Of the Latin princes, the allies of Alexius and enemies of Robert, the most prompt and powerful was Henry IV, king of Germany and Italy, and future emperor of the West. Henry was the severe adversary of the Normans, the allies and vassals of Gregory VII, his implacable foe. The long quarrel of the throne and mitre had been recently kindled by the zeal and ambition of that haughty priest; the king and the pope had degraded each other, and each had seated a rival on the temporal or spiritual throne of his antagonist. After the defeat and death of his Swabian rebel, Henry descended into Italy, to assume the imperial crown, and to drive from the Vatican the tyrant of the church. But the Roman people adhered to the cause of Gregory; their resolution was fortified by supplies of men and money from Apulia; and the city was thrice ineffectually besieged by the king of Germany.

In the fourth year he corrupted, it is said, with Byzantine gold, the nobles of Rome, whose estates and castles had been ruined by the war. The gates, the bridges, and fifty hostages, were delivered into his hands; the anti-pope, Clement III, was consecrated in the Lateran; the grateful pontiff crowned his protector in the Vatican; and the Emperor Henry fixed his residence in the capitol, as the lawful successor of Augustus and Charlemagne. The ruins of the Septizonium were still defended by the nephew of Gregory; the pope himself was invested in the castle of St. Angelo; and his last hope was in the courage and fidelity of his Norman vassal. Their friendship had been interrupted by some reciprocal injuries and complaints; but, on this pressing occasion, Guiscard was urged by the obligation of his oath, by his interest, more potent than oaths, by the love of fame, and his enmity to the two emperors. Unfurling the holy banner, he resolved to fly to the relief of the prince of the apostles; the most numerous of his armies, six thousand horse, and thirty thousand foot, was instantly assembled; and his march from Salerno to Rome was animated by the public applause and the promise of the divine favour.

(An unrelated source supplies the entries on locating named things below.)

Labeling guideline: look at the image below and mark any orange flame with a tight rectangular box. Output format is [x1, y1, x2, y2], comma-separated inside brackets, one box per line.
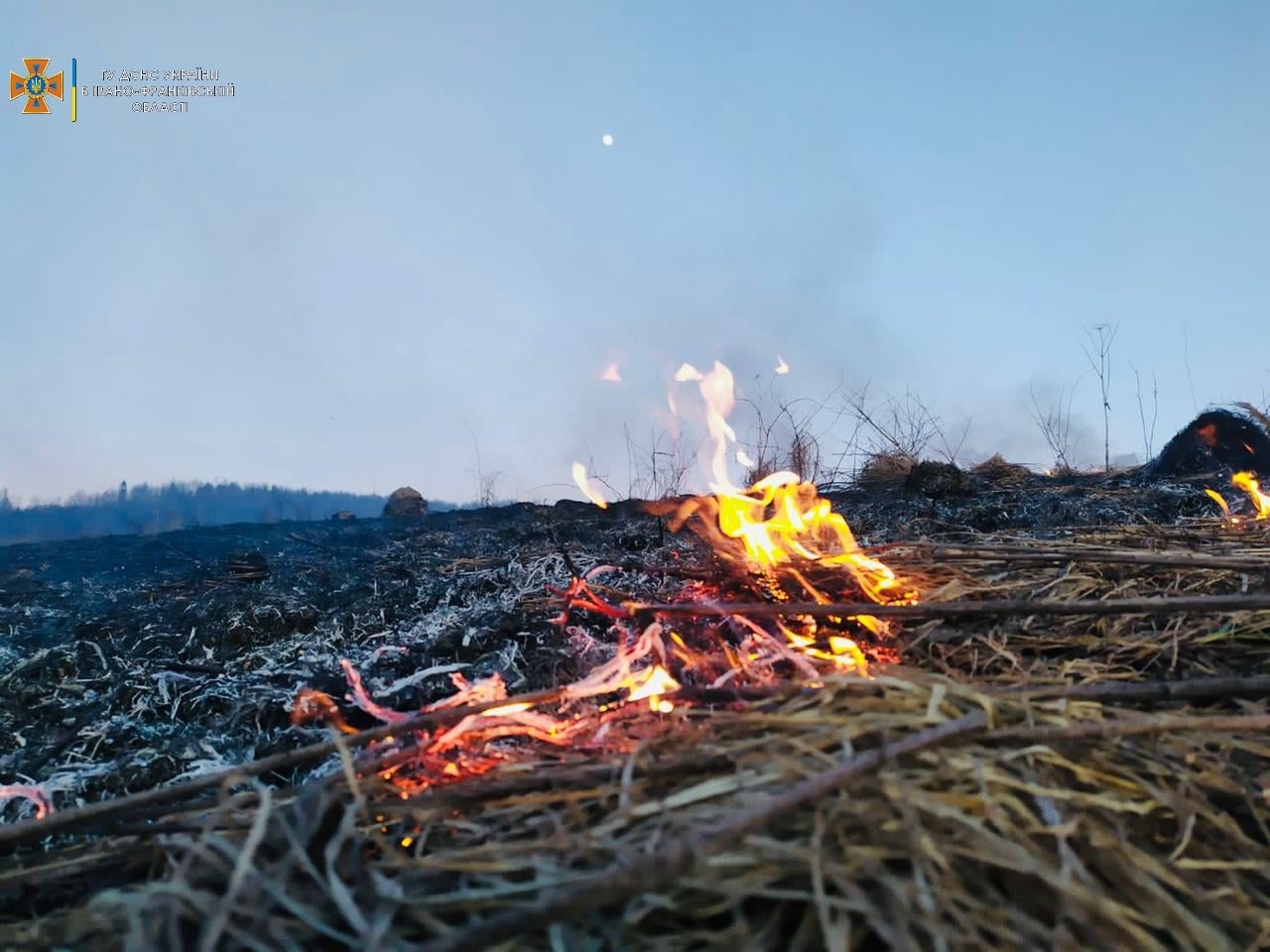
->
[627, 663, 680, 713]
[572, 463, 608, 509]
[1204, 472, 1270, 526]
[1230, 472, 1270, 522]
[675, 361, 917, 654]
[0, 783, 54, 820]
[1204, 489, 1234, 522]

Henry, invincible in sixty-six battles, trembled at his approach; recollected some indispensable affairs that required his presence in Lombardy; exhorted the Romans to persevere in their allegiance; and hastily retreated three days before the entrance of the Normans. In less than three years, the son of Tancred de Hauteville enjoyed the glory of delivering the pope, and of compelling the two emperors, of the East and the West, to fly before his victorious arms.

But the triumph of Robert was clouded by the calamities of Rome. By the aid of the friends of Gregory, the walls had been perforated or scaled; but the imperial faction was still powerful and active; on the third day, the people rose in a furious tumult; and a hasty word of the conqueror, in his defence or revenge, was the signal of fire and pillage. The Saracens of Sicily, the subjects of Roger, and auxiliaries of his brother, embraced this fair occasion of rifling and profaning the Holy City of the Christians; many thousands of the citizens, in the sight, and by the allies, of their spiritual father, were exposed to violation, captivity, or death; and a spacious quarter of the city, from the Lateran to the Colosseum, was consumed by the flames.

The deliverer and scourge of Rome might have indulged himself in a season of repose; but in the same year of the flight of the German emperor, the indefatigable Robert resumed the design of his eastern conquests. The zeal or gratitude of Gregory had promised to his valour the kingdom of Greece and Asia; his troops were assembled in arms, flushed with success and eager for action. By the union of the Greeks and Venetians, the Adriatic was covered with a hostile fleet. The dominion of the sea was disputed in three engagements, in sight of the Island of Corfu; in the two former, the skill and number of the allies were superior; but in the third, the Normans obtained a final and complete victory. The winter season suspended his progress; with the return of spring he again aspired to the conquest of Constantinople; but, instead of traversing the hills of Epirus, he turned his arms against Greece and the islands, where the spoils would repay the labour, and where the land and sea forces might pursue their joint operations with vigour and effect.